This is just for analysis but if you want to read it I need to preface this.

1. There’s a civil war going on wherein the military has split in two and are playing a game of chicken for who will attack first and be to blame.

2. This game of chicken involves taunting the other side by killing innocent people.

3. BTW the two different fonts are different people. ITALICS are ARMY MAN. NORMAL is BRIDGE MAN.

Work Text:

Tuesday, 19th July.

The man, when I first saw him, sat above The Aeu. The bridge he was perched on was crumbling, the bottom made of brick and coloured red where the overlay and tack coat had worn thin. From beneath the bridge, on the left bank, a fire raged. It spewed thick smoke through the riled air and into the face of the figure on top.

From his arms, an infant girl – swaddled in a leather coat – clutched onto his hair. Her eyes were most of her, in my memory, so strikingly green that they seemed to clash with the dust in her hair and her unpigmented skin. She never babbled. On first glance, she seemed content to simply exist without fuss or displeasure. It was hardly worth it, in my mind, to look again but I did and, on second glance, she was crying softly into his shoulder. It was so unlike an infant that it took me by surprise, and I stopped in my tracks, my drenched tarpaulin bag clenched tightly in my fist.

 



I was watching off the side of the bridge long before the man arrived. I watched him watch me with curiosity, wondering why, how, when, who. But he knew, as I did, that no answers would be granted. Each wreckage I saw, floating down the river, held something I believed I had forgotten.

Memory is a funny thing, really. When you think about it deeply and realise that you’ve hardly any control over what that thing in your head deems important or not. In school, I had never been a man with good habits. Not that I was terrible, at least I hoped not, but that it never occurred to me to try being anything other than mediocre – I faded into the background.

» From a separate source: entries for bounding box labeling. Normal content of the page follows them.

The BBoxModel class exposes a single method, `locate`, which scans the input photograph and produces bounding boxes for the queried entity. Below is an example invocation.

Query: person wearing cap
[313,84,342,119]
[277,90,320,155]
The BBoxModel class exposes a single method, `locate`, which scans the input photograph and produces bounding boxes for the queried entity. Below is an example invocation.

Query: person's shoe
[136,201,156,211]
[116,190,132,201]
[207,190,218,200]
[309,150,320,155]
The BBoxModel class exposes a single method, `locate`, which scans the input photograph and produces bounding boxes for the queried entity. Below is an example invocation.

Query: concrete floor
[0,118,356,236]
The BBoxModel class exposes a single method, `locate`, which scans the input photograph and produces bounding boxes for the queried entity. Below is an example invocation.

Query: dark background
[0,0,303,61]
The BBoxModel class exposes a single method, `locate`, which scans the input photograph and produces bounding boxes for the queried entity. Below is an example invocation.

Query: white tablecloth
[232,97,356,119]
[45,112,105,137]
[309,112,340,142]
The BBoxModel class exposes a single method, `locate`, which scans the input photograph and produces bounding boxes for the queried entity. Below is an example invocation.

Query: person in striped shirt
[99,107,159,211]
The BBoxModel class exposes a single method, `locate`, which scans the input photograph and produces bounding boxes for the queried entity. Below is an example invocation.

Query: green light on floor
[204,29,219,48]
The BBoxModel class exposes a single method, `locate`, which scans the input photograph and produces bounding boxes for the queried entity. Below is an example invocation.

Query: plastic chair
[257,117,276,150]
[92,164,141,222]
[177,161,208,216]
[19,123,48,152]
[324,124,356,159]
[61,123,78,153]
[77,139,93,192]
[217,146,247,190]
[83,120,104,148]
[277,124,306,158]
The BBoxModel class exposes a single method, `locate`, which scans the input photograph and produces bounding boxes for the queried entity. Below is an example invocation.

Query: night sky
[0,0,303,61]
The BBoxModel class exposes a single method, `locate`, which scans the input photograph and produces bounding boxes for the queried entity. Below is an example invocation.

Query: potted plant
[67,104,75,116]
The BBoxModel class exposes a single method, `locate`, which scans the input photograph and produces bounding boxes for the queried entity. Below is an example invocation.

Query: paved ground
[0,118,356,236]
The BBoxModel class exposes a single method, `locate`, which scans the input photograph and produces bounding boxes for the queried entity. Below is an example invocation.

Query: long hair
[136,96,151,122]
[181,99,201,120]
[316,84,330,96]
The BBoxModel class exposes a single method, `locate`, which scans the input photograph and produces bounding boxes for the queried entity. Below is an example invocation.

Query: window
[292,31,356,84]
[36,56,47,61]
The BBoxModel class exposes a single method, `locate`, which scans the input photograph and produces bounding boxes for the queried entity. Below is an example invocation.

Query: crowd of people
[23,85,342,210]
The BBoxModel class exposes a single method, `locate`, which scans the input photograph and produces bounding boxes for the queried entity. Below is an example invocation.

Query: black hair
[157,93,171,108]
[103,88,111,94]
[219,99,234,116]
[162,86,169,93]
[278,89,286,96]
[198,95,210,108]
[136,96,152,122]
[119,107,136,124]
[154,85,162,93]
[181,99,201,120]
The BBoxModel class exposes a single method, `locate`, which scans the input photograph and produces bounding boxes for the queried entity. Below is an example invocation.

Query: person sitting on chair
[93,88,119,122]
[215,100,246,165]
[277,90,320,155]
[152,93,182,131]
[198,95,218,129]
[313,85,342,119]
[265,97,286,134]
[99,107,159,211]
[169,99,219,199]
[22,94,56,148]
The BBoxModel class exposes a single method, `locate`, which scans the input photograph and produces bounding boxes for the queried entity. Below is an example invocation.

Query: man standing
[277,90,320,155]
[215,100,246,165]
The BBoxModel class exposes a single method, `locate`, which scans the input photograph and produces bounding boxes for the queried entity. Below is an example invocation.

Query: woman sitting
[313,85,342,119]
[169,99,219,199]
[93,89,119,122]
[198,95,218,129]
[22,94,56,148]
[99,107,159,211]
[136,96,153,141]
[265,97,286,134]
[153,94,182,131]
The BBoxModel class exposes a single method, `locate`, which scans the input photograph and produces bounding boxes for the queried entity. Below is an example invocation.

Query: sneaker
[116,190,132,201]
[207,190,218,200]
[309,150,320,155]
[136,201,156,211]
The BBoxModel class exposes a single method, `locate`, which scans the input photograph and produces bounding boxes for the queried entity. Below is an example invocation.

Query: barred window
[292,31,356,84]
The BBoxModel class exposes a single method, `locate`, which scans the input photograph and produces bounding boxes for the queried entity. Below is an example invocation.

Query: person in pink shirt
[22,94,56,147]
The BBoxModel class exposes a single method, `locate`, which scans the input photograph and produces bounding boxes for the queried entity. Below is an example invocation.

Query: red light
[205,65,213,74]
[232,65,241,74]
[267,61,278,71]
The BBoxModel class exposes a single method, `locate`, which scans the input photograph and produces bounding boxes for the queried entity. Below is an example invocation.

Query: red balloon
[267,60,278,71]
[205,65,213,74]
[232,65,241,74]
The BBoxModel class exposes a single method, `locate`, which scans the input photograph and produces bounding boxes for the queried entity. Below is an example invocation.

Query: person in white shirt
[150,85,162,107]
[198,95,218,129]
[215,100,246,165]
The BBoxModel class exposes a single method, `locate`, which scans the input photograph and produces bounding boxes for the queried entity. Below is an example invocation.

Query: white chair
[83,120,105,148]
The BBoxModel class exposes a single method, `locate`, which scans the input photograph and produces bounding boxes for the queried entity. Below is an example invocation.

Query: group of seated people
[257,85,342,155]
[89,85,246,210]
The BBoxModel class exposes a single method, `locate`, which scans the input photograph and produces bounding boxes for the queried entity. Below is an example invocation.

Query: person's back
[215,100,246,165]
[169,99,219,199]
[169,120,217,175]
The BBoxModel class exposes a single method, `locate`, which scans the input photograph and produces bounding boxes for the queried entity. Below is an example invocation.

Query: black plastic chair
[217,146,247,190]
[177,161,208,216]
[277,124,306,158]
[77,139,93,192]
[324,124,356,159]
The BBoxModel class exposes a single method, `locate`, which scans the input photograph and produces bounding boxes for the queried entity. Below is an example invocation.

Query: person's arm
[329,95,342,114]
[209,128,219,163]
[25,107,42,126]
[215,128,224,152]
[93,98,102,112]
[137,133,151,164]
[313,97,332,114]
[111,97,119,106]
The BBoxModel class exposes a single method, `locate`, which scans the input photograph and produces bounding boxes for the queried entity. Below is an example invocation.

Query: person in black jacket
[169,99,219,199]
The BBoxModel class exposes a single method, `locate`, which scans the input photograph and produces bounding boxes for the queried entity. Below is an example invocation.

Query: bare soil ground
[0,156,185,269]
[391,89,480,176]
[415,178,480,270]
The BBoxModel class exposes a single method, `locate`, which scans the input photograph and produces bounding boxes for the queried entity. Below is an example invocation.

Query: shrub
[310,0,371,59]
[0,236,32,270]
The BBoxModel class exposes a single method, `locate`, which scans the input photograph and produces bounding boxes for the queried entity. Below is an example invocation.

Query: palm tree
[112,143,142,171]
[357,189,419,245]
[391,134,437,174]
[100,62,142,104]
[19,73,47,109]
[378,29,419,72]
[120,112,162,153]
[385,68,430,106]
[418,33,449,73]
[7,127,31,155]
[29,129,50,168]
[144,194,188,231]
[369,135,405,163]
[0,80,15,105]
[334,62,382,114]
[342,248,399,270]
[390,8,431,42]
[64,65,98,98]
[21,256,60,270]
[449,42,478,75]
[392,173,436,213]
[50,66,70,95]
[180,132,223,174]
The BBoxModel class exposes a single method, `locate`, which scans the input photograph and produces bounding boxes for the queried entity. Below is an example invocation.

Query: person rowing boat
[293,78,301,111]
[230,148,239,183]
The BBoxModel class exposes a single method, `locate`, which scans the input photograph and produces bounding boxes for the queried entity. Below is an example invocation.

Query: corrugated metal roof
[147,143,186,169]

Maybe, it occurs to me now, it doesn’t matter to be thinking of the past.

Still, I looked over the bridge, into the water that snapped at my feet, and I counted each wreckage. I did this for a while. Long enough to get to about two hundred. Then I lost count and started over.

A roof tile. A single roof tile. Really, as I’ve mentioned, it’s silly what sparks a memory.

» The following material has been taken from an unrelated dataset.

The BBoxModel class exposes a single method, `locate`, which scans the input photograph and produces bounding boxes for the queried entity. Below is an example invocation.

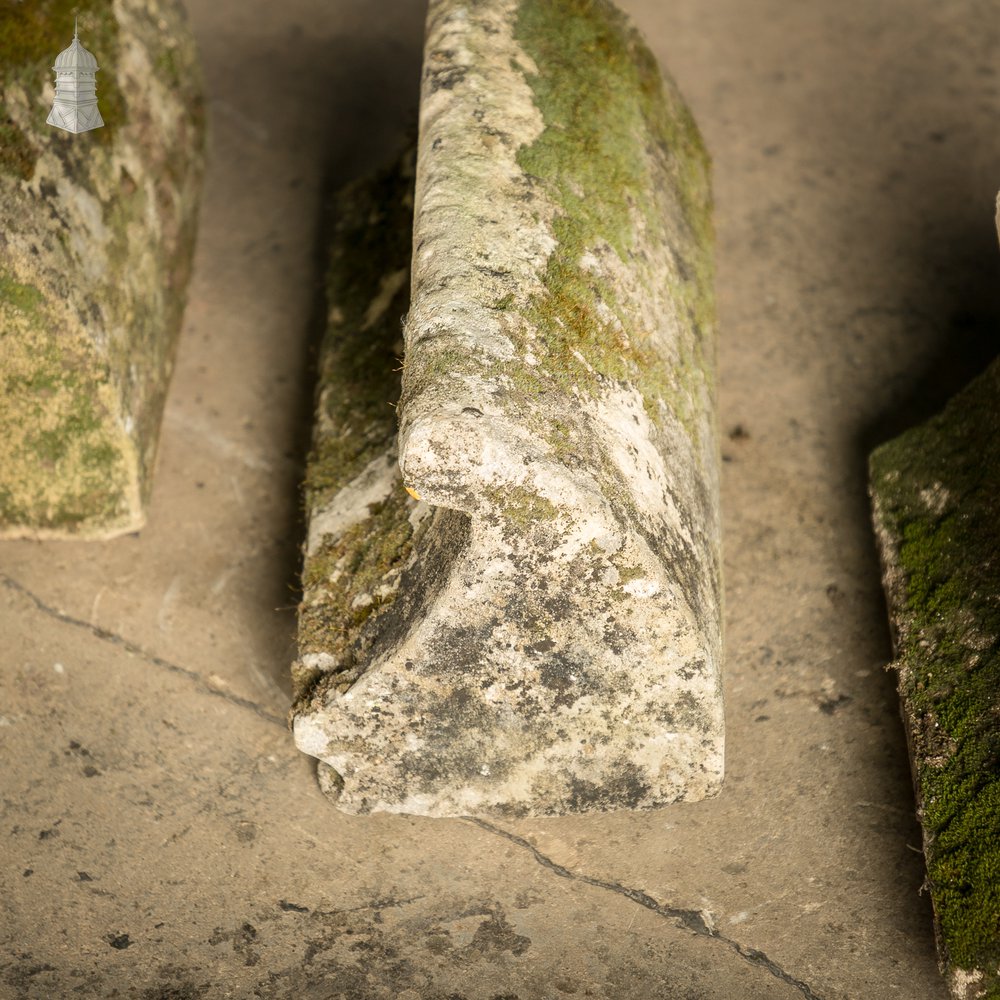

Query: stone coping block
[293,0,723,816]
[0,0,205,538]
[870,361,1000,1000]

But a roof tile is what my brain decided on.

I remembered my best friend. We grew up together, Sam and me. We walked for hours, often waiting for each other perched over the same bridge. He was two years younger than me, I’d tease him for it endlessly, but somehow still taller. I would always conveniently forget that when we fought. I don’t suppose he’s alive anymore, probably not.

One day, we were on my roof, watching the stars. There was this one tile we had to be careful of but there was a fence along the edge of the roof leading on to the gutter, so we didn’t think it was dangerous. We had brought a telescope but found it was far too hard to position correctly while balancing it on our knees and we ended up getting a clearer view without it. Sam was always claiming to know the stars, I don’t think he knew I knew the real star names. I just liked to hear his voice. He would go on for hours, with fake facts and stories that I know he pulled right from the air around us.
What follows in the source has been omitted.